За дверью в темноте плачет человек. В темноте за дверью. Я тоже начала всхлипывать и в конце концов громко, неудержимо разрыдалась.
— Ну вот, начался концерт посреди ночи, — сказала мать.
— Зажги свет, мама, — умоляла я.
— Правда, зажги, — сказала бабушка.
За дверью продолжался вой и хрюканье.
Тогда мать встала, зажгла свечу и распахнула дверь. Холодный зимний воздух ворвался в комнату, и пламя свечи заколебалось.
— Входи. Нечего сидеть там и кривляться, — жестко сказала мать.
Я слышала, как он сморкается, прокашливается и всхлипывает.
— Входи живей, холодно. Входи, говорю, а то опять запру дверь!
Если бы я была на его месте, в таком горе, и мать говорила бы со мной таким тоном, я никогда в жизни не вошла бы в комнату. Ни за что! Я ждала, что он уйдет, что он ей нагрубит. Я была сама не своя.

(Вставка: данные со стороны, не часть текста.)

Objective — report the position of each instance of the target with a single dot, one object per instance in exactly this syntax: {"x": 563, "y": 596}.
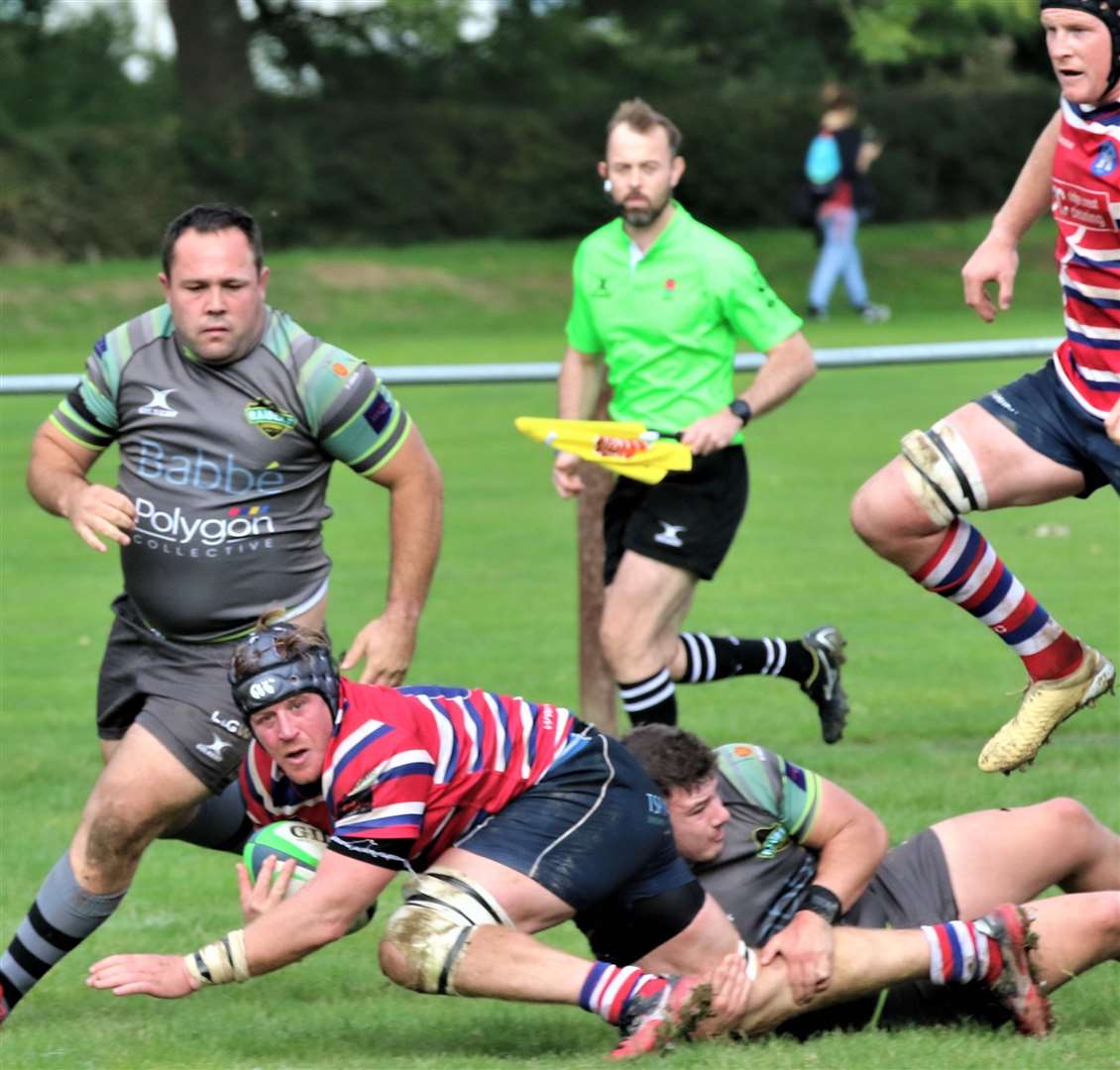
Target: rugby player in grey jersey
{"x": 229, "y": 416}
{"x": 794, "y": 860}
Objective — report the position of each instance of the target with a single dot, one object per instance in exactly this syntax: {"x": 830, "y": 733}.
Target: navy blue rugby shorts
{"x": 1039, "y": 410}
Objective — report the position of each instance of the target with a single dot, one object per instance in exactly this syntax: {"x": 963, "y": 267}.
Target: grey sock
{"x": 62, "y": 914}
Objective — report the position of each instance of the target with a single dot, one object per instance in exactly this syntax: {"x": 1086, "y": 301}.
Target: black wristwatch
{"x": 821, "y": 901}
{"x": 741, "y": 408}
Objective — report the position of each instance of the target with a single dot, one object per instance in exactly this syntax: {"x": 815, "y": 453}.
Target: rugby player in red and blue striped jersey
{"x": 1051, "y": 434}
{"x": 509, "y": 817}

Я не хотела, чтобы он вернулся, но раз он сидел в темноте и плакал — он, который, наверное, вообще никогда не плакал, — это дело иное. Тут уж мать не должна вести себя так, как в тех случаях, когда он был груб, ругался и ссорился с ней. Вот теперь мать увидит: он возьмет и уйдет. Может, еще ударит ее на прощанье.
Но он не ушел!
— Гедвиг! — это было все, что он сказал. Потом он снова начал всхлипывать.
— Говорю тебе, входи и дай мне закрыть дверь! — крикнула мать.
По ее голосу я вдруг поняла, что она только притворяется, будто очень сердита. Зачем же она притворяется? Я вся дрожала от волнения.
— Иди сюда! Мы не будем тебя обижать! — крикнула я. — Иди сюда, а то очень холодно.
Тогда он вошел, споткнувшись о половик и стаскивая с себя шапку. Мать резко захлопнула дверь и снова улеглась рядом со мной на диване. От холода и озноба у нее стучали зубы. Я видела, как она взволнованна.
Отчим сел на край низкой плиты и опрокинул кофейник. Пламя свечи освещало только часть комнаты, и он не заметил кофейника впотьмах. Рядом стояли два больших котелка, и грохот получился ужасный.
— Сразу слышно, что ты дома! — голос бабушки звучал твердо и неумолимо.
Отчим покорно молчал. Все лицо у него было в угольной пыли, на щеках образовались подтеки от слез, даже усики нельзя было разглядеть среди пятен сажи.
— Значит, ты надумал явиться сюда? — сказала мать. Ее лихорадило, она говорила с трудом, а между тем она, очевидно, согрелась: от нее веяло таким жаром, что у меня запылали щеки.
— Я две недели работал на пристани, Гедвиг. Я принес тебе немножко денег, — тихо сказал отчим.